I must be nuts, I don't have a cat, my grandaughters (3) now have two rescued cats that I hear they just love and luckily the cats sound good natured and have fit into the family. To get to your question about water. I just bought and will bring to them a "Ultra Bubbler." Uses an aquariim type pump put to keep the water bubbling, thus will keep it fresh. I'll let you know how successful it is. Decided against the fountain style because a co-worker's cat refuses to drink from it. She thought the plastic was holding an odor or something. I know cats like fresh water and feeding only dry food requires cats to drink more. My daughter says she has no time to research so I get the job. Thank God for the internet, I've been researching.


----------



## OctoberinMaine (Sep 12, 2006)

Anything called a bubbler for a Wisconsin person sounds perfect!  My Mom grew up in Milwaukee, so I know full well what a bubbler is.

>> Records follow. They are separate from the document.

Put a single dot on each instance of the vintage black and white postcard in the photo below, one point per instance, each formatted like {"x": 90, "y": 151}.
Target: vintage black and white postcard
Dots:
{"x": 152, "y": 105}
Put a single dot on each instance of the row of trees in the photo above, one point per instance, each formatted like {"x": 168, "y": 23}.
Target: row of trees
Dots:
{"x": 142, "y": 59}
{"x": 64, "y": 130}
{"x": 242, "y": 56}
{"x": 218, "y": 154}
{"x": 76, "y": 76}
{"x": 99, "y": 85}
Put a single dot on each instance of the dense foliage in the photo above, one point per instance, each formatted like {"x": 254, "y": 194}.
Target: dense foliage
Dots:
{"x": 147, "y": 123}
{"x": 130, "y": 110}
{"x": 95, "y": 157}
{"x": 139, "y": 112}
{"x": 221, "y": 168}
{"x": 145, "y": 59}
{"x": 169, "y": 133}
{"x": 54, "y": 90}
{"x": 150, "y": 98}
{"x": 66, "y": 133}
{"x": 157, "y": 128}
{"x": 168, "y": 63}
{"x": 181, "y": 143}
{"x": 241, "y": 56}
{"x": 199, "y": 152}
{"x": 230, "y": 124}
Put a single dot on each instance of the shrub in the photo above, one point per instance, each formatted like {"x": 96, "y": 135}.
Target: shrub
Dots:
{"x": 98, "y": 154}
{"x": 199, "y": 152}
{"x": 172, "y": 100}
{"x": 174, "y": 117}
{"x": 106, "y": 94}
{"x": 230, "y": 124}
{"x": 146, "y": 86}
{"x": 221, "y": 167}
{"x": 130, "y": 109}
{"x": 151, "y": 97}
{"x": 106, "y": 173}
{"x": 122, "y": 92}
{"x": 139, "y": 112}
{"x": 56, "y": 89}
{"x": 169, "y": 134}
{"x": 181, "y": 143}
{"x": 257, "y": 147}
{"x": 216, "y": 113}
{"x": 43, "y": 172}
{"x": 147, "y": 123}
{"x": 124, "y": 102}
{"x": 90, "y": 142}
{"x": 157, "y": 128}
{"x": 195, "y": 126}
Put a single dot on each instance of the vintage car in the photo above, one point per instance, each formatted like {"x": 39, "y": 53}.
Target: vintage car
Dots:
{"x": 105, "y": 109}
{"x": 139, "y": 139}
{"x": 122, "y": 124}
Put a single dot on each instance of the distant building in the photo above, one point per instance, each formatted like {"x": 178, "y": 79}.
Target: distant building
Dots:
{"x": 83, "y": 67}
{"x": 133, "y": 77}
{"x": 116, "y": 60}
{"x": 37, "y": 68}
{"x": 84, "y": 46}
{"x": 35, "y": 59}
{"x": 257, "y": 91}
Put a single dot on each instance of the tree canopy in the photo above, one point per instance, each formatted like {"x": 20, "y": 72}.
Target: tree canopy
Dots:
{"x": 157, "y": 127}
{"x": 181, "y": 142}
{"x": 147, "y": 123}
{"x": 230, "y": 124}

(In Milwaukee, they're not water fountains, they're bubblers. To this day I call them that.)


----------



## Auntie Crazy (Dec 10, 2006)

Something I've noticed ('though I heartily second the encouragement to get rid of the dry food!) - I often see my cats drinking out of a bowl I put on one of their cat trees, but seldom see them drinking out of the main bowl in the kitchen. I'm assuming it's because their thirst drive is too low to send them into another room for a drink, but don't mind pausing for two seconds in their play to get a sip. Now, I have bowls scattered all over the house.


----------



## OctoberinMaine (Sep 12, 2006)

Same with me. I keep a bowl upstairs under his window perch, and he drinks from that pretty consistently. The bowl in the kitchen with his food, hardly at all.


----------



## Jack&Harley (Nov 2, 2008)

I keep a bowl in the upstairs bathroom and it gets much more usage than the one in the kitchen--they play upstairs more than downstairs so I think its convenient for them.

Leslie


----------



## nes (Feb 12, 2009)

My cats also LOVE to drink out my aquarium, I really need to get a better lid, however *it`s not good for your cats to drink out of the tank water*. Especially if he`s got urinary problems, but in a fish bowl you`re going to have a very high ammonium build up from fish poo because you don`t have a filter - and that`s not going to be good for your ailing kitty!

I would actually suggest a cold glass of bottled water! Our water is very hard and sneaking my drinking water when they think I`m sleeping is one of my cats favourite things to do! 

Of course they wake me up as soon as they spill it all over the floor...


----------



## mynameis (Feb 14, 2009)

I rarely see Coco drinking water, and I'm also getting worried. Thanks for the canned food soup idea, and the ice cubes idea. I'm sure curious Coco would love the ice cubes. Thanks!


----------